•The twelve regular readers of this blog know already Anarchic_Universe is a tribute to my grandfather's anarchist-linguist brother, José Oiticica. I am far from being an anarchist, maybe an iconoclast. I am your blogger. My responsibility is with the truth, my family, home and my blogging: sharing knowledge with you, as The Thinking Blog likes to proclaim.
•My grandfather was a federal prosecutor of a high court in the days of caudillo Getulio Vargas, 1930-45. The people liked Getulio so much he was elected in the 50s and led to suicide by persistent accusations in the press, not without leaving a letter to the people whose last sentence is well-known, "I leave life to enter history."
•While Uncle Cajuza, the anarchist professor, was being arrested and released, he and Auntie Sinhazinha had six children: José Filho, an entomologist and draftsman, Selma, Vanda, Sônia, Dulce,Vera. José Filho had three boys: Hélio, César and Cláudio. It is a huge mistake to think anarchists or free thinkers lack discipline. José Filho refused to let his sons enlist in the Armed Forces. His example and his father's were enough to transmit the idea of discipline and hard work along with independent thinking.
• Hélio Oiticica, pronounced EH-lyoo oy-tchee-CEE-cah, was a disciplined artist whose first steps were studied geometric forms. In the 60s he let himself loose . In his words, "Art had to get off the walls." He was ahead of his time. He created the parangolés, pronounce pah- ttan - goh -LEHz, which were masks of diverse meanings, made of cloth, which created life only when people wore them. Then there were the bólides, BOH-lee-daze, colorful figments of his and the people's imagination, click here to see a few bólides and Hélio Oiticica.
• I saw my cousin twice. Once with a group of film makers, the Underground/Marginal they called themselves, they went against the once revolutionary and then Sacred Cow Cinema Novo. I was eighteen and feared approaching him.

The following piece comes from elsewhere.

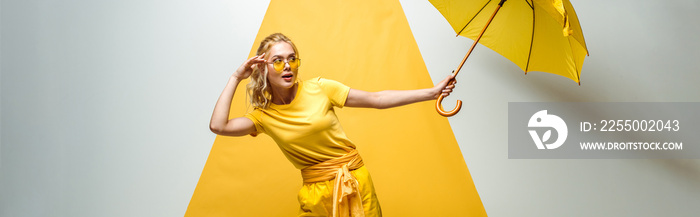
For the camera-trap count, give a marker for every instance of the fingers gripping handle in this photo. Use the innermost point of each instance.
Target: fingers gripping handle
(441, 111)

•The second time was in 1979 when Caetano Veloso and Raimundo Fagner played a fundraiser for amnesty: ample, general and unrestricted. Whichever amnesty campaign was a brave one in 1979. The Redeemer, 1964-85, was still in full force. I went backstage and introduced myself to Caetano Veloso with the lamest line. "Hélio Oiticica is my cousin." Hélio happened to be there and we chatted for a while. He knew who my mother was, his blonde aunt
, told me about his passion for Mangueira, the samba association in pink and green. He claimed we were Ladinos(new Christians), according to an older cousin in Alagoas, where our family comes from. He considered himself of color. HIs friends were in the favela.
• As Hélio's art became more outrageous to the eyes of the dictatorship, his family convinced him to leave. The military had already instituted strong laws to choke the artists and the people. They got really pissed at a poster of an outlaw shot with a subtitle: "be at the margin be a hero." Hélio had to go. Now, in 1979, he was back.
• I got his address, promised to visit. In a few months Hélio had a stroke and died after a four-day horrible agony, hearing the phone, seeing notes of friends slipped under the door. The family opposed a surgery before making him stronger. He died at 43. When I met him he'd come back from the Bronx,from his forced exile, and told me about how the borough was being burned.
• In May of 1968, the avant-guard Tropicália movement took as its name a "penetrável" now known as installation Hélio Oiticica displayed in São Paulo. It showed palm trees and birds, all kinds of symbols for people to roam in and out . It was the art he desired, off the walls, at last.
•It is an uncomfortable feeling I have he is so popular and studied in Ph.D. dissertations all over the place now. When Hélio died in 1980, he was a great conceptual artist living a frugal life. Oh, well, since anthropophagy (cultural) was part of the tenets of the Tropicália movement, I guess this is all right. I believe he is somewhere laughing all this off, rolling a joint with the "marginal " he befriended, wrapped in a parangolé, dancing to a samba of Mangueira.
•Here I have a collection of videos of Hélio Oiticica's work, presently in display at the Tate Gallery, London, until September 23.
This is a tribute to Hélio Oiticica, who preferred the favela to the condos. An artist who could foresee many trends in art and left us too soon. Thanks for traveling with me on this journey. See you Friday?